Asset tracking has evolved rapidly in the past decade, in line with developing technologies that have underpinned the process.
The use of GPS, radio-frequency identification (RFID) and barcode scanning has all helped to support and bolster tracking systems, providing live, accessible data that can be fed back to managers and data teams.
For many organisations, this has enabled a shift away from traditional approaches to asset management, which were often geared more towards basic inventory and maintenance.
Now, cutting-edge tracking systems are enabling organisations to gather a wide variety of real-time data, which helps managers locate diverse assets at any point, make more informed decisions on the value of those assets to the organisations and to better understand how they’re used.
As a result, the potential benefits of gathering data through tracking systems spread to areas such as cost savings, health and safety, and asset security, among many others.
Keeping track of kegs
The need for asset tracking is widespread across organisations but can be complex when dealing with diverse and dispersed assets in their hundreds or thousands.
This is the case for keg-rental service Konvoy, which predominantly provides a service to independent brewers, cideries and wineries, along with producers of kombucha and seltzer.
The company, founded by Adam Trippe-Smith in 2019, has a pool of about 75,000 kegs used by 200-plus producers across Australia and New Zealand. The service works by allowing a producer to hire kegs for a set fee, the kegs are then delivered to the producer who will fill them and send them on to venues, and Konvoy will collect the kegs again from these venues.
The process sees kegs out ‘in the market’ (ie with producers or third parties) for between 20 and 90 days. As they’re passed around multiple parties, there’s scope for losses anywhere along the chain, leading to an industry keg loss rate of six to 12 keg fleets per annum.

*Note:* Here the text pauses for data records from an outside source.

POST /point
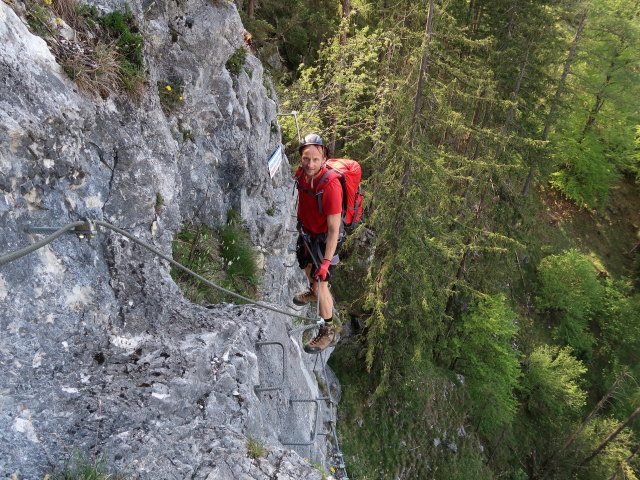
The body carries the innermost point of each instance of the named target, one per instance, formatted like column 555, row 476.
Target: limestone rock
column 100, row 351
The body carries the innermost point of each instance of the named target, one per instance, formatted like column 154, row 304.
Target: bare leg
column 326, row 301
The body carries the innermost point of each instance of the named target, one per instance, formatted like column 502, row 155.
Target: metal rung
column 306, row 327
column 88, row 230
column 257, row 388
column 315, row 422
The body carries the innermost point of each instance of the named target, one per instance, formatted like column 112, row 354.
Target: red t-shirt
column 308, row 212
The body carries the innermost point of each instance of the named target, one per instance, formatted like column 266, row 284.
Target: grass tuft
column 223, row 255
column 81, row 468
column 104, row 55
column 255, row 449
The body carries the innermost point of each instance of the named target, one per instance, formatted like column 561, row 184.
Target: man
column 320, row 227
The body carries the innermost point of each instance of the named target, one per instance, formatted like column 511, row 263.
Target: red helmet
column 313, row 139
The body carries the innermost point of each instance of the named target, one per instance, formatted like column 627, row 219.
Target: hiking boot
column 304, row 298
column 327, row 337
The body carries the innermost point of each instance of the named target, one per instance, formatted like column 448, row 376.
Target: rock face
column 99, row 351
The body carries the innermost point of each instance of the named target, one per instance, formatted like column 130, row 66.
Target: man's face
column 312, row 159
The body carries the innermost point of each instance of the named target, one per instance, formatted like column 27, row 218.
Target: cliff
column 100, row 351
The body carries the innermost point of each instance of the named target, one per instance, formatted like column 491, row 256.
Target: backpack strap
column 325, row 178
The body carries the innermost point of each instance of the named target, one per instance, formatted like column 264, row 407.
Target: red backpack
column 349, row 173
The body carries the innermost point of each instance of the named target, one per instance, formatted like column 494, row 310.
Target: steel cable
column 10, row 257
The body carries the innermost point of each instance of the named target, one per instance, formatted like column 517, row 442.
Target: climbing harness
column 88, row 229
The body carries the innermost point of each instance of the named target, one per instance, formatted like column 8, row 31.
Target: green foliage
column 105, row 55
column 584, row 177
column 159, row 203
column 171, row 97
column 81, row 468
column 40, row 19
column 122, row 28
column 293, row 31
column 571, row 294
column 619, row 325
column 551, row 386
column 446, row 225
column 595, row 142
column 255, row 449
column 409, row 434
column 613, row 457
column 236, row 61
column 486, row 356
column 238, row 254
column 223, row 255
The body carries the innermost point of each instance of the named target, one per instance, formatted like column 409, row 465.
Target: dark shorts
column 318, row 246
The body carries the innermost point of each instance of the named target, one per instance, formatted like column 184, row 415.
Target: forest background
column 493, row 289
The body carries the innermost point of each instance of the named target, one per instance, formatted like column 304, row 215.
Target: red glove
column 323, row 271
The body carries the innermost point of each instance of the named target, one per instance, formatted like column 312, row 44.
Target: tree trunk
column 548, row 467
column 628, row 459
column 611, row 437
column 346, row 9
column 424, row 65
column 556, row 98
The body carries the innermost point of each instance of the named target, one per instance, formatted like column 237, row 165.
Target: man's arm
column 333, row 222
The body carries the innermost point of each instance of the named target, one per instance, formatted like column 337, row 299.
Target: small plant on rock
column 236, row 61
column 103, row 54
column 170, row 93
column 255, row 449
column 81, row 468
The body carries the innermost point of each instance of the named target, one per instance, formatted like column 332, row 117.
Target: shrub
column 570, row 293
column 551, row 384
column 489, row 362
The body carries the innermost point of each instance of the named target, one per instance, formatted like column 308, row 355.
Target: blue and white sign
column 275, row 160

In order to mitigate these losses, Trippe-Smith – a veteran of the industry, having founded and sold a previous keg-rental business, Kegstar – and his Konvoy team adopted and developed leading-edge technology from the outset, in the shape of a durable tracking beacon fitted to each keg.
This beacon is connected to the Sigfox 0G network of IoT telco Thinxtra, and is able to deliver the geolocation of the fleet without the need for manual scanning, as well as temperature data on the contents of the kegs.
According to operations lead Marc Eggins: “From this data, our software is able to match locations to customers, warehouses and venues, triggering invoicing, providing cycle time information (how long a keg is at a location), alerts on ageing kegs and changes in temperature outside a reasonable range.”
As the benefits of using this technology have become clear, the Konvoy Group is expanding to include Katch Asset Tracking, which intends to export the tracking system to the global beverage industry for more widespread use.
The benefits of using GPS to track fleet
The reasons for needing tracking systems are numerous – and some are fairly easy to solve. For Neuron, a scooter-sharing service operating in Australia, New Zealand, Singapore and the UK, the issue was one of safety and security.
Following discussions with a female focus group, the company developed Follow My Ride, a service that gives users the chance to share their location with a friend in real time. Simple and effective, the tracking system provides a customer-friendly way of making users feel more confident and safe during night-time rides.
For Peter Armour, Unit Manager Plant and Fleet at Central Coast Council, there was no such simplicity. When he started work with the council three years ago, he inherited a diverse fleet comprising hundreds of vehicles and only a series of legacy systems to track them.
“I didn’t have any visibility of what we had at all,” he says. “The fundamental basics to manage a fleet effectively were missing. But over three years, we’ve been able to get not only GPS tracking but also the asset register up to speed, and we now have one harmonised asset register.”
In July last year, the council installed Teletrac Navman GPS tracking across its fleet of 600-plus vehicles and, in the timeframe it has been operational, Armour says it has already paid for itself.
This is mainly down to the quality and quantity of data the GPS is able to gather. Using the data, Armour and his team provide a monthly utilisation report to internal customers based on engine hours and distances travelled for each of the council’s assets, giving a clearer picture of how the fleet is used – or not used.
“Due to the capital value of our fleet and the annual cost of running it, we thought it was prudent to install a system that would lead to a better utilisation of assets and make informed decisions about whether we should continue to own that type of asset or not,” he says.
“Beforehand, we weren’t really managing our fleet. We’re now in a position where we’re providing guidance as a fleet management group and making cost-effective decisions.”
As a result, the council has been able to dispose of 19 under-utilised assets in the past six months, providing substantial cost savings. The GPS tracking has also provided major benefits in being able to handle community complaints, track fuel costs, improve health and safety, and speed up maintenance and repairs.
Adds Armour: “I guess when I joined the organisation, the only real metric was, ‘How much is my fleet costing me?’ not, ‘How much am I using my fleet?’ I question how we did it when we didn’t have GPS.
“I really feel like I am a fleet manager now whereas before that, it was [as if] you were just the service provider who provided vehicles for people.”